Normal and abnormal heme biosynthesis. 6. Synthesis and metabolism of a series of monovinylporphyrinogens related to harderoporphyrinogen. Further insights into the oxidative decarboxylation of porphyrinogen substrates by coproporphyrinogen oxidase.

A series of vinylporphyrinogens were prepared to probe the enzyme coproporphyrinogen oxidase (CPO). Six (2-chloroethyl)porphyrins were synthesized from a common dipyrrylmethane via a,c-biladiene intermediates in excellent yields. Subsequent dehydrohalogenation with DBU in refluxing DMF then gave the required vinylporphyrin methyl esters, including harderoporphyrin-I, harderoporphyrin-III, and isoharderoporphyrin. The corresponding porphyrinogen carboxylic acids were incubated with chicken red cell hemolysates, which contain the enzyme CPO, and the products analyzed. The 17-ethyl analogue of harderoporphyrinogen-III, but not its 13-ethyl isomer, was shown to be an excellent substrate for CPO in accord with a proposed model for the active site of this enzyme. In addition, harderoporphyrinogen-VII, the monovinyl intermediate in the metabolism of coproporphyrinogen-IV, was shown to be an equally good substrate for this enzyme. However, isoharderoporphyrinogen, which lacks the correct ordering of peripheral substituents, was also a substrate for CPO. Furthermore, a nonnatural type I isomer of harderoporphyrinogen was shown to be acted on by CPO, but in this case further metabolism was noted and this afforded an unprecedented trivinyl porphyrinogen product. The corresponding porphyrin methyl ester was isolated and characterized by FAB MS and proton NMR spectroscopy. The results from these studies allow the binding requirements of CPO to be further assessed and provide a series of substrates to investigate this poorly understood enzyme.

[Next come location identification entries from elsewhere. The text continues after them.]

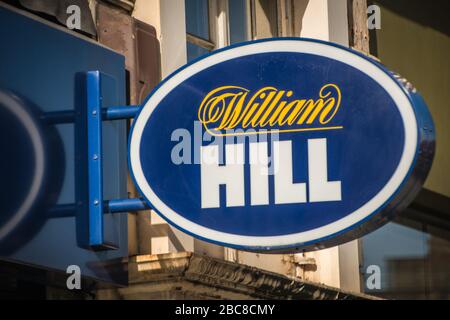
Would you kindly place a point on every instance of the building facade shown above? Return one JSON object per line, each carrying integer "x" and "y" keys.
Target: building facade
{"x": 407, "y": 258}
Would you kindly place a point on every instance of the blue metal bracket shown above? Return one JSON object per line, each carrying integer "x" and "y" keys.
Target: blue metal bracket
{"x": 92, "y": 205}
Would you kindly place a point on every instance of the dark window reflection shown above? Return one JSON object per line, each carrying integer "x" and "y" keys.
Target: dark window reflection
{"x": 197, "y": 22}
{"x": 414, "y": 261}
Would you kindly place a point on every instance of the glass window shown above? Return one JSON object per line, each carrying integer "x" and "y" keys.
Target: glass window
{"x": 194, "y": 51}
{"x": 197, "y": 28}
{"x": 413, "y": 260}
{"x": 238, "y": 20}
{"x": 197, "y": 20}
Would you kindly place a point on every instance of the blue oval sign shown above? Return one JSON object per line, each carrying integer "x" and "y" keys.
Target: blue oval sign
{"x": 281, "y": 145}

Unprecedented overmetabolism of a porphyrinogen substrate by coproporphyrinogen oxidase.

Harderoporphyrinogen-I is metabolized by avian hemolysate preparations of coproporphyrinogen oxidase to give a trivinylic product; this unprecedented 'overmetabolism' of the porphyrinogen substrate provides strong support for a proposed model of the active site of this poorly understood enzyme.